Should have done Number 1. WHY didn't I do Number 1? Or Number 2,3,or 5?
Not a Wise Move.
Having Empathy for large Buzzy bluebottle flies under bottom is verging on the Ridiculous. No, not Verging.
Next time will forget the Saving Wildlife thing and do what is best for me and my Flow.
I put the brakes on so hard, as it were, that have probably pulled muscle in Pelvic Floor. Distorted Entire Area.
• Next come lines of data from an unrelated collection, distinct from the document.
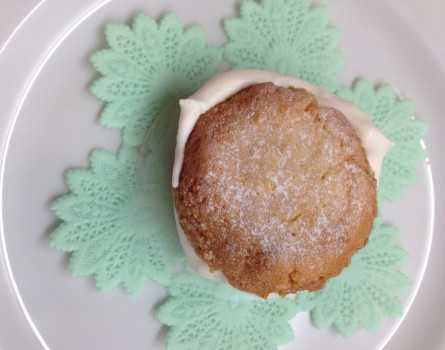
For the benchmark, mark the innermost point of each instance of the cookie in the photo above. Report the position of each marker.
(275, 191)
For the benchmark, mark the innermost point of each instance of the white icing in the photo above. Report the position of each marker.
(227, 84)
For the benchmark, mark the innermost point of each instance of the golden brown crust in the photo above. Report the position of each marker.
(274, 191)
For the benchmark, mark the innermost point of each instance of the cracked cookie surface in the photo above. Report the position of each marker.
(275, 191)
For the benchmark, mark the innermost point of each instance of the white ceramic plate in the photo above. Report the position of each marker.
(49, 123)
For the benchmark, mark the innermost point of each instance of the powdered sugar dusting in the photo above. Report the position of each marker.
(281, 182)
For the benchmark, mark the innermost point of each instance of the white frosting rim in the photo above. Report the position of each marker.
(226, 84)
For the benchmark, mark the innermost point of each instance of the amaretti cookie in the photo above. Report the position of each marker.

99% success. If you see what I mean. Which is damned good considering four children. Natural births. And all that Malarkey.
Have saved the fly!
The little bastard flew out, after a little coaxing with wads of loo paper and a spot of Persuasion with the Loo Brush, and was last seen heading out of the window.
Problem is that it is most likely to be the same bloody fly I tried to Wallop this morning as it hovered above the butter on kitchen table.
You just can't win.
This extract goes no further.